Entende-se que, neste novo contexto de transformações, os imperativos do mercado
mundial de commodities, a partir dos anos de 1990 e de 2010, produziram efeitos
econômicos, em grande parte, perversos (reprimarização, desindustrialização...) que
redimensionaram/interferiram na configuração espacial brasileira. A consequência
fundamental foi o rompimento com uma perspectiva de integração econômico-territorial do
desenvolvimento nacional amplificadora dos benéficos socioeconômicos, o que vem se
refletindo nas hierarquias urbanas das regiões brasileiras. A força de inter-mediação da
cidade media, nesse aspecto, remete à compreensão da dinâmica dos arranjos urbanos
intermediários, a fim de especificar as tenções do planejamento, contempladas nas obras do
PAC, e as tensões no território, derivadas da ação escalar do Estado e do grande capital
privado. Tais transformações criam novas determinações e, ao mesmo tempo, novos
impasses inter e intrarregionais, podendo inclusive limitar ainda mais o alcance de um
desenvolvimento nacional verdadeiramente integrado.

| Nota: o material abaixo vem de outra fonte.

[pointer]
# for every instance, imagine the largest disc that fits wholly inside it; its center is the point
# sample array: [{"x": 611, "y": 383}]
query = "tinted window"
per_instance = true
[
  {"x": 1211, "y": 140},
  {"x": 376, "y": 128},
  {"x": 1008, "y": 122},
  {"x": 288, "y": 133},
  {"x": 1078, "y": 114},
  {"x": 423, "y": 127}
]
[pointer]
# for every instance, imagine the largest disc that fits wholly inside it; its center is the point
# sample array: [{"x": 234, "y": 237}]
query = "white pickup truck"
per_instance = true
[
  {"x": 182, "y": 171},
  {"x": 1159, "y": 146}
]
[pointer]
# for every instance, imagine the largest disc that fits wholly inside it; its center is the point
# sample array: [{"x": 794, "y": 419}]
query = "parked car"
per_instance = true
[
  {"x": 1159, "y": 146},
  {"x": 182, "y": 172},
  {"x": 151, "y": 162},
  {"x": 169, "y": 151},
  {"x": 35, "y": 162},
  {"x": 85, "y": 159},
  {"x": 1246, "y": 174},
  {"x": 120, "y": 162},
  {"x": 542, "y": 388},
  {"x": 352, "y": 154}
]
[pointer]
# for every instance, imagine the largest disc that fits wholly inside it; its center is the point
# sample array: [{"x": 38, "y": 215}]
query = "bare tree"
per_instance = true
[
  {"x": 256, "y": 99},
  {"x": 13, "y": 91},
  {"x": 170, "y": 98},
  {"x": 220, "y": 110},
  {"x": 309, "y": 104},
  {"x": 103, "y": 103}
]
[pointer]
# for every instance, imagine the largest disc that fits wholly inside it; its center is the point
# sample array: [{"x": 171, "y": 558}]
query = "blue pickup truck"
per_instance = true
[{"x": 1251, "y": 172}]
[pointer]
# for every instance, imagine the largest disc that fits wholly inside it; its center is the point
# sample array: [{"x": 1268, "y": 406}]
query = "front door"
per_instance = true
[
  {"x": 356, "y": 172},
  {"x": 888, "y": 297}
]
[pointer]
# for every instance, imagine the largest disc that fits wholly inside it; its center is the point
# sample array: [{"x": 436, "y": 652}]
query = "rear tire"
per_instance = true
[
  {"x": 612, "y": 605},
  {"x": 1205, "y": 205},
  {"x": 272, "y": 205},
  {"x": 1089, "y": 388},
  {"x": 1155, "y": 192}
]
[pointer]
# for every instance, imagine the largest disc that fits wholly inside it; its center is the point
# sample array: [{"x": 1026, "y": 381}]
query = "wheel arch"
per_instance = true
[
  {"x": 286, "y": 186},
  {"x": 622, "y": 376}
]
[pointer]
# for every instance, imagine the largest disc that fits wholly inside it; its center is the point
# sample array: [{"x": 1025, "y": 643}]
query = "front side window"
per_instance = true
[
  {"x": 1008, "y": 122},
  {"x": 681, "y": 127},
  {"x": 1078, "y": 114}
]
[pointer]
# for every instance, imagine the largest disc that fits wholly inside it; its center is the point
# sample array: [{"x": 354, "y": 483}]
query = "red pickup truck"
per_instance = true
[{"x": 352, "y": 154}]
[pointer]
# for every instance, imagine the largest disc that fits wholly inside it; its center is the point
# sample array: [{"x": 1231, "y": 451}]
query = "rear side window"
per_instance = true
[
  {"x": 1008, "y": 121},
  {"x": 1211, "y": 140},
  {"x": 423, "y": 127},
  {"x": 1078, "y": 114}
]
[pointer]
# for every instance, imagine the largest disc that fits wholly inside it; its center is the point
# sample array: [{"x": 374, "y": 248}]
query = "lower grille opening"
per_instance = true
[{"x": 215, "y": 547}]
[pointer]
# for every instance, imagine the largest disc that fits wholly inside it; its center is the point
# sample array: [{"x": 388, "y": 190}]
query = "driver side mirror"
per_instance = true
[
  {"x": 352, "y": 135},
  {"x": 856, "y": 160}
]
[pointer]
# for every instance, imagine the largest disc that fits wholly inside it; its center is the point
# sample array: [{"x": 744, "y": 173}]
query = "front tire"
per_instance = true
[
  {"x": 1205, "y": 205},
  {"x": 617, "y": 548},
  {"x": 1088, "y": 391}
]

Finalmente, este artigo quis contribuir com os estudos recentes sobre cidades
intermediárias, reconhecendo que os inúmeros os estudos de casos que retratam
substancialmente o tema das cidades pequenas e médias não foram tratados aqui, pois se
priorizou o quadro estrutural das mudanças em curso nas hierarquias urbanas de áreas não
metropolitanas, cujos estudos são em menor número que os trabalhos que remetem quase
sempre aos espaços metropolitanos tradicionais em primeira e última análise.